El volcán, Hunga Tonga-Hunga Ha‘apai, se encuentra a 40 millas al norte de Tongatapu—mayormente sumergido bajo el Pacífico, con dos astillas de tierra sobresaliendo del agua como las orejas de un gato ahogado. Después de una serie de breves erupciones en diciembre de 2021, había continuado retumbando y burbujeando. El sábado 15 de enero, liberó 2.4 millas cúbicas de sedimento y roca fundida con lo que los científicos llaman un "martillo de magma", impulsando una columna de ceniza al menos 35 millas hacia el cielo. Fue la explosión atmosférica más grande jamás registrada por instrumentos modernos, superando incluso a las bombas nucleares más potentes. El sonido llegó a Alaska, y a 7,500 millas de distancia en Chennai, India, los meteorólogos detectaron un pico repentino en la presión atmosférica. Hunga Tonga-Hunga Ha‘apai estaba haciendo notar su presencia.
Durante su viaje, Vea había llamado a familiares en EE. UU. a través de Facebook Messenger para asegurarles que estaba a salvo. A mitad de la conversación, la llamada se cortó. Supuso que la red estaba sobrecargada con todos intentando conectarse a la vez. "Eso es un problema común para nosotros", me dijo. Vea, quien es agente de DHL en Tonga y presidente de la Cámara de Comercio e Industria de Tonga, se reunió conmigo en su sencilla oficina bañada por el sol en la capital, Nuku’alofa, a solo tres calles del Pacífico. Cortinas rojas colgaban en las ventanas, y el sol proyectaba un suave resplandor color sandía.
Vea suele llevar una expresión alegre, haciendo difícil imaginarlo tan ansioso como lo estuvo ese día, sentado en su furgoneta entre la ceniza que caía, mirando su teléfono inútil. Decidió intentar contactar a sus familiares nuevamente una vez que el tráfico en línea disminuyera. Pero en casa, no había electricidad y no podía cargar su teléfono. No fue hasta la mañana siguiente, sintonizando Radio Tonga, que supo que el país había perdido por completo su conexión a internet—cortando toda comunicación con el mundo más allá del vasto y silencioso océano.

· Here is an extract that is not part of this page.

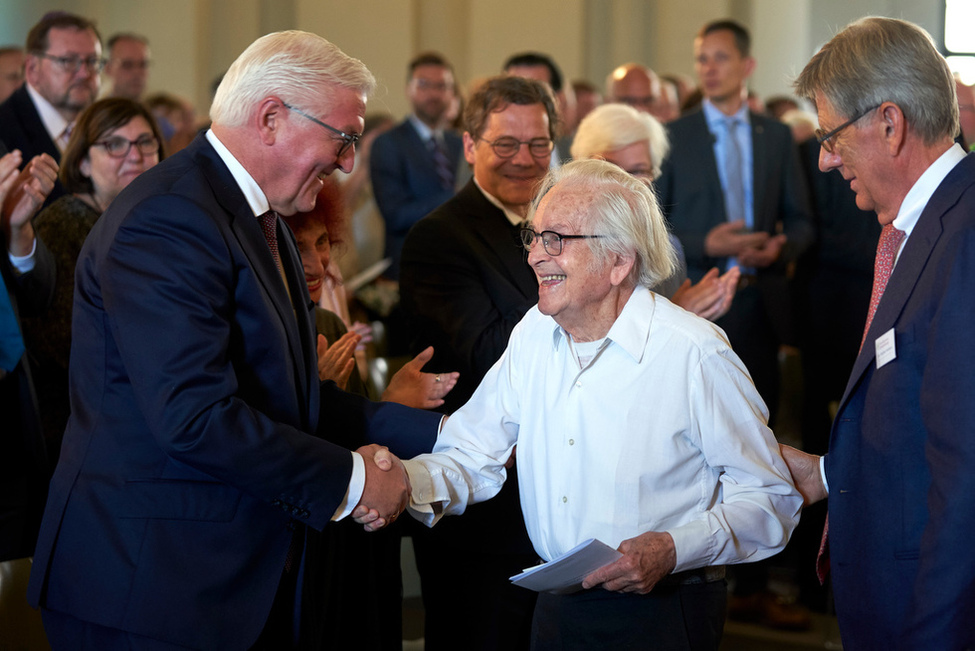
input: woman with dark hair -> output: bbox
[25,98,164,463]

En las profundidades del mar, un cable de datos es una cosa delgada y vulnerable, como un caracol despojado de su caparazón. En su centro hay fibras de vidrio, cada una tan delgada como un cabello humano, transportando información a casi 125,000 millas por segundo. Estas fibras están envueltas en una carcasa de acero para protección, luego una capa de cobre para alimentar las señales de luz, y finalmente una funda de nailon empapada en alquitrán. Aunque todas estas capas puedan parecer una protección amplia, son todas delgadas, y el producto final no es más grueso que una manguera de jardín—una imagen que escuché frecuentemente de aquellos en la industria de cables submarinos. Estos cables descansan en el fondo del océano, transportando el 95% del tráfico internacional de internet del mundo. Los humanos han tendido 870,000 millas de cables de fibra óptica bajo el mar, uniendo las costas como ojales y tejiendo la Tierra firmemente. Los cables comienzan en lugares como Crescent Beach en Rhode Island, Wall Township en Nueva Jersey e Island Park en Nueva York, y terminan en ubicaciones desde Penmarch en Francia hasta Bilbao en España y Bude en el Reino Unido.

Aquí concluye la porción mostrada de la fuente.